Flashing like a fish through water, The Story of Stone retains if not expands Huhgart’s talent for effortless, off-kilter storytelling. The story secretly formulaic at heart, the reader is never let on. Kept perpetually distracted by the wildly humorous asides, Master Li’s banter, and the zig-zag of esoterica, the reader is guided gently along, enjoying every moment of what would be a standard “Indiana Jones-esque investigation into the secrets of a numinous object” in the hands of most other authors.
For certain there is a tiny crowd of social justice freaks standing on a street corner somewhere, chanting “Cultural appropriation! Cultural appropriation!” at The Story of the Stone. A big, fat raspberry to them. Hughart is a scholar of Chinese history and culture, and for as much as the novel leans toward the comedic side (drunkenly so), it is imbued with a wealth of detail, both overt and sublte, that is anything but denigrating. In fact, the novel is pure delight at the story level and potentially motivational at the meta level for the reader interested in Hughart’s source material. The story does play fast and loose, thus I condescend to mention it is set in “the China that never was”, indicating the distance from reality the creation is intended to be taken at. (But we can still hear those freaks chanting: “To each writer their own! They can only create material inherent to their identity! To each writer their own! They can only…”)

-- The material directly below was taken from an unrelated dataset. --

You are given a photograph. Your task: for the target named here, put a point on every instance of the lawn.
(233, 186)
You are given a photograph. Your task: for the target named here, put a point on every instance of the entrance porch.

Cao Xueqin’s A Dream of Red Mansions is one the four (and only four) canonicial novels of classic Chinese literature. Known largely by that title in the West, in China it is also known by a few other titles, one of which is, not coincidentally enough, The Story of the Stone. Hughart’s style, plot, characterization, etc. the opposite end of the spectrum from Cao’s, Hughart’s story nevertheless utilizes the titular object of Cao’s novel to triumphant, fantastical effect. Like his extrapolation of the Cowherd and Weaver Girl legend in Bridge of Birds, Hughart takes the framing device of A Dream of Red Mansions and converts it to his own devising. Located at the center rather than beginning and end, the stone, the writing on it, and its mysterious hold on people are the central mystery to be solved, something which the final fifty pages of the novel does in flying colors—and silks, and energies, and gods, and…
In the end, The Story of the Stone is more utterly unclassifiable, and utterly enjoyable storytelling from Barry Hughart. Abstruse humor, dynamic plotting and characters, fresh scenes and settings, witty banter—it’s a wealth of fun, the next page always holding an easter egg. Master Li and Number Ten Ox are back, and their adventures are every bit as engaging as Bridge of Birds—and every bit informed by Hughart’s wealth of knowledge on the Middle Kingdom. Easy recommendation: If you enjoyed the first novel, you will enjoy the second.